C'était le 24 janvier dernier. A l'occasion d'une soirée offerte par son Excellence, Alexandre Orlov, Ambassadeur de Russie en France, en mémoire du Professeur Bruno Lussato, son fils Pierre prononçait le discours suivant :
Je tiens tout d’abord à remercier son Excellence et son épouse pour leur accueil chaleureux dans ce lieu magnifique et chargé d'histoire. Pour l’organisation de cette soirée en l’honneur de mon père, le Professeur Bruno Lussato, je tiens à vous dire « Spasiba Balchoi ». Je tiens aussi à remercier de tout cœur Maestro Valery Gergiev qui a été à l’origine de notre réunion d’aujourd’hui. Mon père vous portait une admiration rare tant pour votre incroyable talent mondialement reconnu que pour le courage et la détermination qui vous définissent auprès de tout ceux qui vous connaissent. Il admirait plus que tout les hommes fondamentalement dévoués à leur mission et leur art et je pense que vous étiez devenu pour lui un ami cher avec qui il partageait un lien indéfectible puisé dans votre amour commun de la musique. Un grand merci également à l’Association française des amis du théâtre Mariinsky et à Catherine Barré qui a tant fait pour le rapprochement de nos deux pays. Vous êtes de ces personnes exceptionnelles qui ont contribué à faire grandir chez mon père sa passion pour la Russie et l'avez encouragé à devenir ce passeur entre nos deux univers qu'il était devenu.

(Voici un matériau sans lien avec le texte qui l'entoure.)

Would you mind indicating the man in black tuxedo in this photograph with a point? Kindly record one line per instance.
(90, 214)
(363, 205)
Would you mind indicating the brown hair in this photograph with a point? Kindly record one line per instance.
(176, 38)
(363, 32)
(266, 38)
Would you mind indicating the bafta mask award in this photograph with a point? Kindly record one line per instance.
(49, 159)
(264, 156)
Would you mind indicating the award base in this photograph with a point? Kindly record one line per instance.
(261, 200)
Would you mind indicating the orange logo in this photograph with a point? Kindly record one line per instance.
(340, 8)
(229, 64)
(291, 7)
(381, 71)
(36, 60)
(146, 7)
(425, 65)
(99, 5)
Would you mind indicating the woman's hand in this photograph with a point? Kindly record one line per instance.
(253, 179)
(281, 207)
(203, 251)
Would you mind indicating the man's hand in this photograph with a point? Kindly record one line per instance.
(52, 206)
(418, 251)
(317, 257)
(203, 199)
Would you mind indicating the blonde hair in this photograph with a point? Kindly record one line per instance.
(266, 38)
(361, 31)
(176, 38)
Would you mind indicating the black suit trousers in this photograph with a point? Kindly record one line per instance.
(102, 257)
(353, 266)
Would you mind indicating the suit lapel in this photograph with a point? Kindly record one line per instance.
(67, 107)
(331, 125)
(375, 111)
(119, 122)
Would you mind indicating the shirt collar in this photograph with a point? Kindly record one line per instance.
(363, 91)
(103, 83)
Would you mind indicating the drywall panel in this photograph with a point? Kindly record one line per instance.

Lorsque à l'école on me demandait qui est mon père, je ne savais pas très bien comment répondre. Etait-il conseiller d’entreprise ? Écrivain ? Professeur en théorie de l’information et des systèmes ? Musicien ? Collectionneur ? Il etait un homme unique et tout ceux d’entre vous ici qui l’ont connu –clients, élèves ou amis- étiez familier avec une ou plusieurs de ses nombreuses facettes et comme moi étiez sans nul doute fasciné par la profondeur de ses connaissance et de ses réflexions sur de multiples sujets.

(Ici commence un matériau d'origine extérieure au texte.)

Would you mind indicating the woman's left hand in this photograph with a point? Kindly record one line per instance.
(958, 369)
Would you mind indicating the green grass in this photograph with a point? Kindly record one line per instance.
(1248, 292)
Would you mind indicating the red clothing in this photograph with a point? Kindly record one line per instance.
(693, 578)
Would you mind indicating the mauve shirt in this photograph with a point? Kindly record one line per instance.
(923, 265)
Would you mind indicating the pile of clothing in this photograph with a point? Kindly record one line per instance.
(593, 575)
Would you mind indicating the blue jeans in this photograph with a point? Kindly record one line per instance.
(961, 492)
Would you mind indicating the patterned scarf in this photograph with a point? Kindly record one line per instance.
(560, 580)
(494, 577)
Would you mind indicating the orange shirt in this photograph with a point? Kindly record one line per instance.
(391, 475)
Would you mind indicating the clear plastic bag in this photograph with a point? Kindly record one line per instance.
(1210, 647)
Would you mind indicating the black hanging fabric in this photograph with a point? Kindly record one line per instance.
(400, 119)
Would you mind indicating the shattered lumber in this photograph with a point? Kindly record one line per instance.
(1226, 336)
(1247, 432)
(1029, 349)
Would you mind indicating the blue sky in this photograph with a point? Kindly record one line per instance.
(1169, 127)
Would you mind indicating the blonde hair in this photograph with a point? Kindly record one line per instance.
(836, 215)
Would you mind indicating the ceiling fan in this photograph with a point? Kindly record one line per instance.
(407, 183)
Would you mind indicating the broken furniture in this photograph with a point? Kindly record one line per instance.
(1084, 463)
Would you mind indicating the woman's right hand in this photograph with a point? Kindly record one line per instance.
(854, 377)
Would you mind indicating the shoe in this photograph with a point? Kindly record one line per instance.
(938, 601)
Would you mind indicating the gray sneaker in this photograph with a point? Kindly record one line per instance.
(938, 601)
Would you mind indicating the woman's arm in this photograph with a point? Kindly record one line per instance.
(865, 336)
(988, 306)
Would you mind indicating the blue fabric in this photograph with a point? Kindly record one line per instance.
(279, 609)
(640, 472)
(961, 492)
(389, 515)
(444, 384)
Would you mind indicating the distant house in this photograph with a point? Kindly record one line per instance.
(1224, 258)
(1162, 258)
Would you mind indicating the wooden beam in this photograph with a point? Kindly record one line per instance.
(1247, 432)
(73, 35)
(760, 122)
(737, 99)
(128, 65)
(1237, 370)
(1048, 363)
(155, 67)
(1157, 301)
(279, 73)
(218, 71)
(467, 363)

Je l’ai souvent comparé à un homme de la renaissance, un cliché certes, mais dans son cas une description des plus juste. Il s'intéressait tout simplement à tout ce qui était beau, complexe ou mystérieux. Sa vie durant, il se consacra corps et âme à assouvir sa curiosité sans borne pour synthétiser et puis enseigner à d’autres les chemins qu’il venait de découvrir. En plus de quarante ans d’enseignement et d’activité professionnelle dans le domaine du management, il a touché de nombreuses personnes et leur a laissé un souvenir saillant. Son aptitude à créer des ponts entre toutes ces aires de connaissances combinée à une logique implacable lui permettait d’analyser les situations les plus complexes en un instant.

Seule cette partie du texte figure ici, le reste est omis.